Belarus / Russland
26.06.2021
Protassewitsch sofort aus Hausarrest entlassen
Reporter ohne Grenzen (RSF) fordert die belarussischen Behörden dazu auf, den Journalisten Roman Protassewitsch umgehend freizulassen und ihm und seiner Partnerin Sofia Sapega die volle Bewegungsfreiheit zurückzugeben. Beide befinden sich nach übereinstimmenden Berichten in einem gemeinsamen Hausarrest in einer Minsker Wohnung, allerdings stehen sie damit weiter unter völliger Kontrolle des Geheimdienstes. Sie waren vor einem Monat nach einer erzwungenen Flugzeuglandung in Minsk festgenommen und inhaftiert worden.
„Unsere Sorge ist groß, dass auf Roman Protassewitsch weiterhin massiv Druck ausgeübt wird. Wir fürchten um seine geistige und körperliche Gesundheit“, sagte RSF-Geschäftsführer Christian Mihr. „Er und seine Partnerin Sofia Sapega sollten umgehend die Möglichkeit bekommen, nach Litauen zurückzukehren, was ihr eigentliches Reiseziel war und wo sie vor der Entführung im Exil lebten.“
Zudem fordert RSF sowohl die belarussischen als auch die russischen Behörden auf, keine Geständnisse von Journalistinnen und Journalisten zu erzwingen. Mehrfach war der Journalist Roman Protassewitsch im Fernsehen regelrecht vorgeführt worden. Zehn Tage nach seiner Verhaftung gestand der Mitbegründer des Telegram-Kanals NEXTA im belarussischen Staatssender ONT, dass er die öffentliche Ordnung gestört habe und dem Präsidenten Alexander Lukaschenko "bedingungslosen Respekt" schwöre. Dabei hatte er Tränen in den Augen, und seine Handgelenke waren durch Handschellen verletzt. Solche Anzeichen von geistiger und körperlicher Erschöpfung sind ebenso typisch für Zwangsgeständnisse wie die Inszenierung im Staatsfernsehen.
Ein paar Wochen später wiederholte er sein Geständnis bei einer Pressekonferenz des belarussischen Außenministeriums neben einem hochrangigen Offizier der Luftwaffe, dem Sprecher des Außenministeriums und zwei Mitgliedern der Regierung. Er behauptete, er sei "im Gefängnis nicht misshandelt worden" und gab zu, dem Staat "Schaden zugefügt" zu haben. Die anwesenden Journalistinnen und Journalisten verließen nach diesem unter Zwang zustande gekommenen Bekenntnis aus Protest die Pressekonferenz.

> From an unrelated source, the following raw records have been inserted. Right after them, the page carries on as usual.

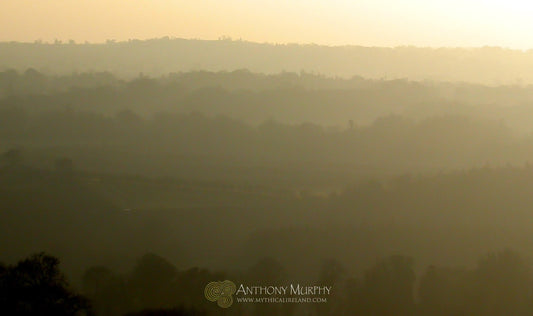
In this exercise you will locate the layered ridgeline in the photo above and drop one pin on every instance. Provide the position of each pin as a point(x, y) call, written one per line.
point(488, 65)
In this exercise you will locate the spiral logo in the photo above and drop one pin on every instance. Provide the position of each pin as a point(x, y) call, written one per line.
point(220, 292)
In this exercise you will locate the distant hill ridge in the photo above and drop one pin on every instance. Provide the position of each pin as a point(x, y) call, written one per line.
point(487, 65)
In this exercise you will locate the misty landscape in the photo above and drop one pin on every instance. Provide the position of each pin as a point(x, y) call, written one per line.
point(392, 181)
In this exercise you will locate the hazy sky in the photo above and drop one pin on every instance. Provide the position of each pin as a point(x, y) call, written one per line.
point(334, 22)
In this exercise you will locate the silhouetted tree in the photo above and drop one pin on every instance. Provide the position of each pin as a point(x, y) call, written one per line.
point(35, 286)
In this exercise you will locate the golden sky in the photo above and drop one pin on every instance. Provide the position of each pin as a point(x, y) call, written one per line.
point(332, 22)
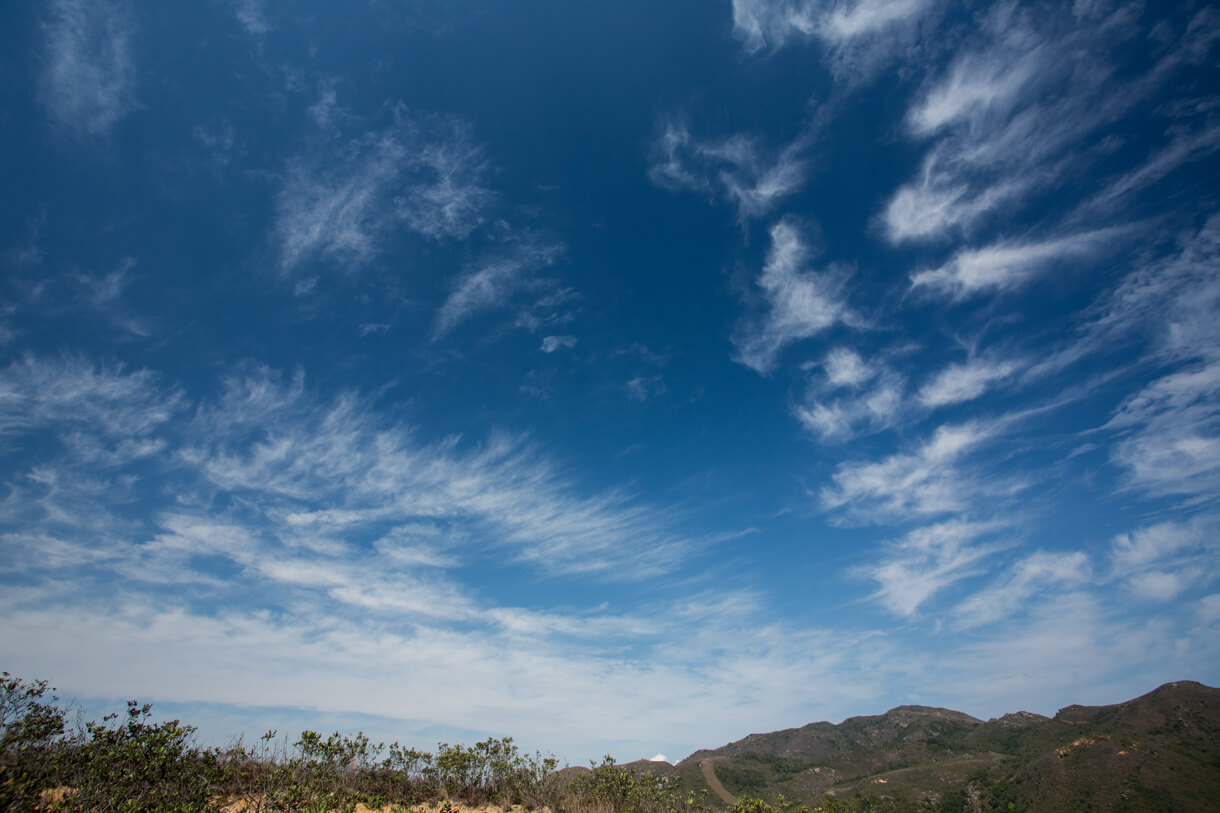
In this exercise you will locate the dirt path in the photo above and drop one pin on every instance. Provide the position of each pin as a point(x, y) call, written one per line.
point(709, 775)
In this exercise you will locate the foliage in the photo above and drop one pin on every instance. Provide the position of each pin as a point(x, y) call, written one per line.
point(608, 787)
point(31, 724)
point(138, 766)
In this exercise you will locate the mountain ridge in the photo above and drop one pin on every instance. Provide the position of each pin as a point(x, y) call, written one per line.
point(1159, 751)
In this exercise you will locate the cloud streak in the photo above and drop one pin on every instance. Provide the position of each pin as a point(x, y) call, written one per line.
point(797, 302)
point(88, 73)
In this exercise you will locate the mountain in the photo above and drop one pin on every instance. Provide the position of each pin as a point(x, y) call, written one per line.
point(1155, 752)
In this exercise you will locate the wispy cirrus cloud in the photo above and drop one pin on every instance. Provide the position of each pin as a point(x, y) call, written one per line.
point(750, 177)
point(339, 205)
point(1004, 266)
point(774, 23)
point(493, 283)
point(88, 73)
point(1160, 562)
point(961, 382)
point(1013, 112)
point(929, 559)
point(253, 16)
point(1031, 575)
point(1170, 435)
point(853, 396)
point(797, 302)
point(909, 485)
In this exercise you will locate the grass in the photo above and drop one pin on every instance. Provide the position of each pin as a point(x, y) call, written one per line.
point(127, 763)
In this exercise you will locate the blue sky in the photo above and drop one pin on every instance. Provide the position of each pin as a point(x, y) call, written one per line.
point(621, 377)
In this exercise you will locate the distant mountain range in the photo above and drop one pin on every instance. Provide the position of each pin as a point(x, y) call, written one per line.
point(1155, 752)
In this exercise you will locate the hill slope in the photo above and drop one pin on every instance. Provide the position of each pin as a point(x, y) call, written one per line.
point(1155, 752)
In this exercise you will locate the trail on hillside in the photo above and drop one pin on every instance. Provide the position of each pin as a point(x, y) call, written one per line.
point(709, 775)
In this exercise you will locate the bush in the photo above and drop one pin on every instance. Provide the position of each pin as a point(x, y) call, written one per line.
point(139, 766)
point(31, 729)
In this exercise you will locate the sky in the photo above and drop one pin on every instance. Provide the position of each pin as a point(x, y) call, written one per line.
point(622, 377)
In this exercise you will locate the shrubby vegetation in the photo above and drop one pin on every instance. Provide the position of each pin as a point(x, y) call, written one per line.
point(127, 763)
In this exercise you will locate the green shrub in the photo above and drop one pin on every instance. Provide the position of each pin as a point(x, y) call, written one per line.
point(31, 729)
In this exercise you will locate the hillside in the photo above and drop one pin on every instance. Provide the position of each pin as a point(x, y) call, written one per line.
point(1155, 752)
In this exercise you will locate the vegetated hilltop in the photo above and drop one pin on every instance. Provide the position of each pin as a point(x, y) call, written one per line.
point(1157, 752)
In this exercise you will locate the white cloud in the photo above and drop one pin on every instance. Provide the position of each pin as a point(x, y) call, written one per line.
point(772, 23)
point(1170, 440)
point(910, 484)
point(423, 173)
point(1035, 574)
point(112, 404)
point(963, 382)
point(552, 343)
point(1163, 560)
point(492, 285)
point(1151, 545)
point(88, 73)
point(748, 176)
point(1018, 112)
point(927, 560)
point(835, 415)
point(844, 368)
point(799, 303)
point(976, 86)
point(253, 16)
point(1008, 265)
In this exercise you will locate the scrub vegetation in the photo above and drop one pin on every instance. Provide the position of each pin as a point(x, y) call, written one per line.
point(1157, 752)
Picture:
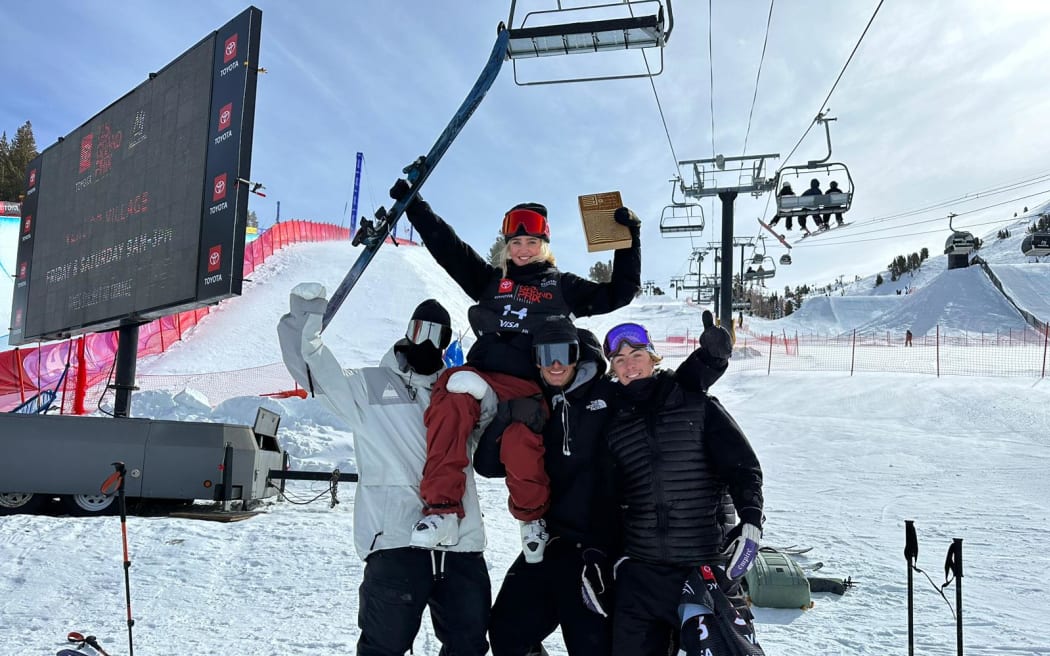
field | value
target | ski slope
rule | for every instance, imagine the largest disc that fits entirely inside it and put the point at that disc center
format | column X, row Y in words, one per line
column 845, row 460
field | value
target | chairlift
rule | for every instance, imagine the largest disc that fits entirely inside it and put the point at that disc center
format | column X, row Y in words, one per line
column 608, row 26
column 960, row 241
column 681, row 219
column 1035, row 245
column 801, row 176
column 765, row 270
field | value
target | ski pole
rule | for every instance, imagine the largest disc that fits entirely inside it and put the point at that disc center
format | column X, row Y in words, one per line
column 953, row 564
column 116, row 481
column 910, row 554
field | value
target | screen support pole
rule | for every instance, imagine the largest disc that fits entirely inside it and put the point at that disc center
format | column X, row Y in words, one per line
column 127, row 353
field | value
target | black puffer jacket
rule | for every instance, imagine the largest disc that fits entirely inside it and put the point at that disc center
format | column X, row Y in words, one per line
column 674, row 451
column 509, row 309
column 581, row 508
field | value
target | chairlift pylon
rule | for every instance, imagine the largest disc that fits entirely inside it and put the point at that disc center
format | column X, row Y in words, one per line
column 607, row 26
column 960, row 241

„Diese erniedrigende Praxis der erzwungenen Geständnisse ist unsäglich", so RSF-Geschäftsführer Christian Mihr. "Sie verletzt eindeutig Artikel 14 über faire Gerichtsverfahren des Internationalen Paktes über bürgerliche und politische Rechte, dem sowohl Belarus als auch Russland beigetreten sind. Wir fordern Minsk und Moskau auf, dieser Praxis ein Ende zu setzen, und die internationalen Rechtsnormen zu respektieren, die sie unterzeichnet haben."
Erzwungene Geständnisse auch in Russland
Erzwungene Geständnisse wie das von Roman Protassewitsch sind nicht unüblich und neben Belarus auch in Russland Praxis. Der ukrainische Journalist Stanislaw Assjejew sagte nach Protassewitschs Geständnis, er habe „das Gefühl, in einen Spiegel zu schauen.“ Als freier Mitarbeiter für ukrainische Medien und für Radio Swaboda, den russischen Ableger des US-finanzierten Radio Free Europe/Radio Liberty (RFE/RL), war Assjejew in Donezk, als russische Separatisten 2014 die Kontrolle über die Stadt übernahmen. Nachdem er ein Jahr lang inhaftiert war, „gestand“ er im russischen Staatssender Rossiya 24, er habe für den ukrainischen Geheimdienst spioniert.
Dem Korrespondenten des Krim-Dienstes Krym.Realii von RFE/RL, Vladislav Yesipenko, erging es ähnlich. Nach seiner Festnahme wurde er im März dieses Jahres zehn Tage lang gefoltert, bevor er im russischen Fernsehsender Krym24 „gestand“, dass er für den Sicherheitsdienst der Ukraine (SBU) spioniert und illegal Waffen hergestellt habe. Seine investigative Berichterstattung war wie die von Protassewitsch und Assjejew zu störend für die lokalen Behörden geworden.
In der Rangliste der Pressefreiheit liegt Belarus auf Platz 158 von 180 Ländern, Russland auf Rang 150.